A group of fifth graders anxiously await the Habitat and Dwelling Steward Program Station at 2009 Oswego County Conservation Field Days. Salmon River Steward Liz Wolff describes the activity to the students. Photo by Mary Penney, Steward Coordinator, New York Sea Grant.
Thursday, September 29, Salmon River Steward Liz Wolff took part in Conservation Field Days at Selkirk Shores State Park. Conservation Field Days lets kids learn about conservation and environmental science through hands on demonstrations and activities. Oswego County Soil & Water Conservation District did an excellent job coordinating the event as always! The Steward Program has been participating for a number of years, and looks forward to Conservation Field Days each fall.
The theme for the Steward Program this year was "Animal Habitats and Dwellings." Liz created a display board depicting local animal habitats along the shores of riparian and Eastern Lake Ontario. She briefly asked the students to explain the terms "habitat" and "dwelling" and then broke each group of about 20 students into smaller teams. Each team then picked a card with a list of animal characteristics on it. Once the team solved the clues and identified the correct animal, they were given a picture of their animal and a box of materials to create the animal’s dwelling.
"Team Hornet" glues strips of newspaper onto their balloon like a swarm of busy bees. They are building a representation of a hornets' nest. Photo by Mary Penney, Steward Coordinator, New York Sea Grant.
For example, one card described the attributes of a hornet. The hornet box contained a balloon, piece of string, newspaper cut into strips and a glue stick. Once students blew up the balloon, then others glued strips of newspaper around it to represents the "papery" look of a hornets' nest. While the students were working, Liz explained that hornets actually chew up tree bark which mixes with their saliva to create the paper-like appearance of the hive. Once the kids were finished creating their habitats or dwellings, Liz presented them with a photo of the animal in its respective dwelling.
The creation of a great blue heron nest. Photo by Mary Penney, Steward Coordinator, New York Sea Grant.
Each team presented what they learned about their animal (why it creates a certain type of home for itself) and the structure they created. One girl was so excited about the hornets nest that her team built that she walked by us at the end of the day and said, "Thank you for letting me build a hornets' nest today!" Some students in the last group of the day built a great blue heron’s nest out of large sticks. The nest was so huge that students could actually sit inside it. The other kids in that class were amazed by the nest and commented that "it is really cool and looks just like a real Heron’s nest!"
"Team Squirrel's" interpretation of what a drey, or squirrel's nest looks like. Photo by Mary Penney, Steward Coordinator, New York Sea Grant.

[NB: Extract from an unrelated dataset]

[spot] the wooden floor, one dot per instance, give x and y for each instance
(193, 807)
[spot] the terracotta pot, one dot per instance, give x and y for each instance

Other animals the students could select were the beaver, yellow perch, pileated woodpecker and gray squirrel. After the children presented their animals and dwellings they were asked to show the class which habitat type around Eastern Lake Ontario their animal would live in. The groups chose from habitat types including aquatic, beach, dune, backdune/forest or wetland. Within the displays, tiny cutouts of the animals were hidden and the kids were excited to see that their animal had been hiding in front of their eyes all along! Overall the activity was a huge success and the kids loved that it was truly a hands-on experience. Hopefully the Animal Habitat and Dwelling activity can be used to educate students in the future!